She had an automatic smile, a tool of trade that Malone knew from experience not all Australian innkeepers had learned to use. Narelle Potter, he guessed, could look after herself, even in a pub brawl.

“Gentlemen—” She had to adjust her voice from its strident first note; the gentlemen she usually addressed were those in her bars, all of them deaf to anything dulcet. “Happy to have you. We'll try and make you comfortable and welcome.”

She looked first at Malone, then at Clements, who gave her a big smile and turned on some of his King's Cross charm. It worked well with the girls on the beat in that area; but evidently Narelle Potter, too, liked it. She gave him a big smile in return.

Baldock left them, saying he would meet them tomorrow out at the cotton farm, and Mrs. Potter took them up to their room. It was big and comfortable, but strictly hotel functional; the heritage spirit ran dry at the door. There were three prints on the walls: one of a Hans Heysen painting of eucalypts, the other two of racehorses standing with pricked ears and a haughty look as if the stewards had just accused them of being doped.

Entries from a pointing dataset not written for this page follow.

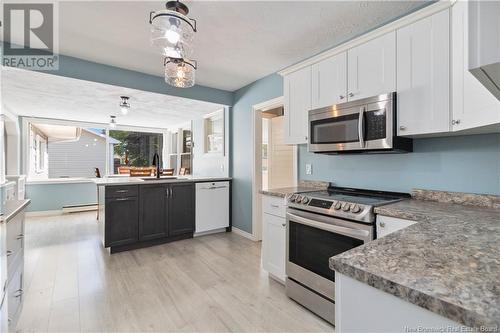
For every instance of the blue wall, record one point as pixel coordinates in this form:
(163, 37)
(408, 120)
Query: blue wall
(241, 146)
(91, 71)
(56, 196)
(462, 163)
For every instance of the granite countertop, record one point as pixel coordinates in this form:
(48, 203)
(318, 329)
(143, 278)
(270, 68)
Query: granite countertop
(303, 186)
(110, 181)
(448, 263)
(13, 207)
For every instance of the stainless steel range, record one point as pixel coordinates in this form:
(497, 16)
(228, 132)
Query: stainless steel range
(321, 225)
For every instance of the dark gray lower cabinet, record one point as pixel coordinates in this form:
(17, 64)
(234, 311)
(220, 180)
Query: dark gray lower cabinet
(153, 211)
(122, 223)
(181, 209)
(149, 214)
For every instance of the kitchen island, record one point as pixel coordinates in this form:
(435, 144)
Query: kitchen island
(443, 271)
(140, 212)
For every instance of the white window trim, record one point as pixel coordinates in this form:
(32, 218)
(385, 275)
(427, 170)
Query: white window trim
(25, 151)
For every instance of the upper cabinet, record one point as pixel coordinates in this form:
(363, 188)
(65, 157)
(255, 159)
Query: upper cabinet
(372, 67)
(473, 105)
(423, 75)
(329, 81)
(424, 57)
(297, 88)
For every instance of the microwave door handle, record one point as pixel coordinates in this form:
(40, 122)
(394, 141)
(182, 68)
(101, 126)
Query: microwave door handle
(361, 127)
(355, 233)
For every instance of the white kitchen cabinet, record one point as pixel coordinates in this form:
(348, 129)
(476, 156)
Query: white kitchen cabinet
(274, 245)
(329, 81)
(423, 75)
(274, 236)
(387, 225)
(297, 90)
(473, 105)
(372, 67)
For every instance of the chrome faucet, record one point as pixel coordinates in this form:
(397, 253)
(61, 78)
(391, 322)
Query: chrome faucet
(156, 163)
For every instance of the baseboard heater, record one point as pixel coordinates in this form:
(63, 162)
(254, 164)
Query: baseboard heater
(79, 208)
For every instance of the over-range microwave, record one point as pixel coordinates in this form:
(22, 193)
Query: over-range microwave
(364, 126)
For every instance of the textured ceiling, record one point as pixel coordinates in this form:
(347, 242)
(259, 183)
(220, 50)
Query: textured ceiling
(237, 42)
(34, 94)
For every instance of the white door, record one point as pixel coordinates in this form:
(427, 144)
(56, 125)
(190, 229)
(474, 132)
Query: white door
(329, 81)
(423, 75)
(297, 90)
(274, 245)
(473, 105)
(372, 67)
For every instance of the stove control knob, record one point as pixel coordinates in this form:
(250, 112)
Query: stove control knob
(355, 209)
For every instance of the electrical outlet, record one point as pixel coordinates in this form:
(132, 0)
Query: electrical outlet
(308, 169)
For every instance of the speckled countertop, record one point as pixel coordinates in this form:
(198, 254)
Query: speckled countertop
(303, 186)
(126, 180)
(448, 263)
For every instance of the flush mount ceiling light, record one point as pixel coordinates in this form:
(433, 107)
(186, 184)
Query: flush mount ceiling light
(172, 31)
(124, 105)
(112, 121)
(180, 72)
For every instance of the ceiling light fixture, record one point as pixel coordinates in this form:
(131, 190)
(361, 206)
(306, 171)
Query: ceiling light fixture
(124, 105)
(112, 121)
(172, 31)
(180, 72)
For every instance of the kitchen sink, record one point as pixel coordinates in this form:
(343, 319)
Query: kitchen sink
(161, 178)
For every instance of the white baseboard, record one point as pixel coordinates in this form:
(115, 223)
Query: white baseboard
(44, 213)
(210, 232)
(244, 234)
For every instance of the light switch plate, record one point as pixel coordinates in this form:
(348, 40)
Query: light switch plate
(308, 169)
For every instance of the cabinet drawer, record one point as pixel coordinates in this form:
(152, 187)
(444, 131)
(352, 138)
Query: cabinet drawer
(387, 225)
(273, 205)
(15, 238)
(121, 191)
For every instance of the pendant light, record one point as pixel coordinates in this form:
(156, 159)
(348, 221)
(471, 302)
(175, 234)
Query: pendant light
(124, 105)
(180, 72)
(112, 121)
(172, 31)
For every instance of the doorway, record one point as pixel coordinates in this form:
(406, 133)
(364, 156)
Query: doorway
(274, 162)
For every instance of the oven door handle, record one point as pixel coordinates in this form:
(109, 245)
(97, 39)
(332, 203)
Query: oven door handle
(356, 233)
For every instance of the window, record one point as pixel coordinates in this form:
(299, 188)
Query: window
(134, 149)
(58, 149)
(214, 132)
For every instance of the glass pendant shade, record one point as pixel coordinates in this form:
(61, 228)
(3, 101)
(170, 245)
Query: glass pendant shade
(179, 72)
(172, 32)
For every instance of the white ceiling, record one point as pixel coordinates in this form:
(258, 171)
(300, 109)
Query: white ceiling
(237, 42)
(34, 94)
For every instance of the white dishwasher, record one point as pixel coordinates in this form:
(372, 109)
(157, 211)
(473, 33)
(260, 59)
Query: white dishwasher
(212, 206)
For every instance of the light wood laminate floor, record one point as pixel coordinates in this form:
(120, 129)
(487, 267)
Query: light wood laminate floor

“You like the horses?” said Clements, whose betting luck was legendary, at least to Malone.

“My late husband loved them, he had a string of them. I still have two, just as a hobby. One of them is running in the Cup.” She looked at Malone. “You're here about the murder out at the cotton gin?”

Malone had put his valise on the bed and was about to open it; but the abrupt switch in the conversation made him turn round. If Mrs. Potter's tone wasn't strident again, it had certainly got a little tight.

“That's right. Did you know Mr. Sagawa?”

“Oh yes. Yes, he was often in here at the hotel. He was unlike most Japs, he went out of his way to mix with people. He tried too hard.” The tightness was still there.

“In what way?”

“Oh, various ways.” She was turning down the yellow chenille bedspreads.

“Do you get many Japanese out here?”


Well, no-o. But I've heard what they're like, they like to keep to themselves. The other Jap out at the farm, the young one, we never see him in here.”

“There's another one?”

“He's the trainee manager or something. I don't know his name. He's only been here a little while.”

“So you wouldn't know how he got on with Mr. Sagawa?”

She paused, bent over the bed, and looked up at him. He noticed, close up, that she was either older than he had first thought or the years had worked hard on her. “How would I know?”

He ignored that. “Did Mr. Sagawa have any friends here in town?”

“I don't really know.” She straightened up, turned away from him; he had the feeling that her rounded hip was bumping him off, like a footballer's would. “He tried to be friendly, like I said, but I don't know that he was actually
friends
with anyone.”

“Is there any anti-Japanese feeling in the town?”

She didn't answer that at once, but went into the bathroom, came out, said, “Just checking the girl left towels for you. Will you be in for dinner?”

Now wasn't the time to push her, Malone thought. Questioning a suspect or a reluctant witness is a form of seduction; he was better than most at it, though in his sexual seduction days his approach had been along the national lines of a bull let loose in a cow-stall.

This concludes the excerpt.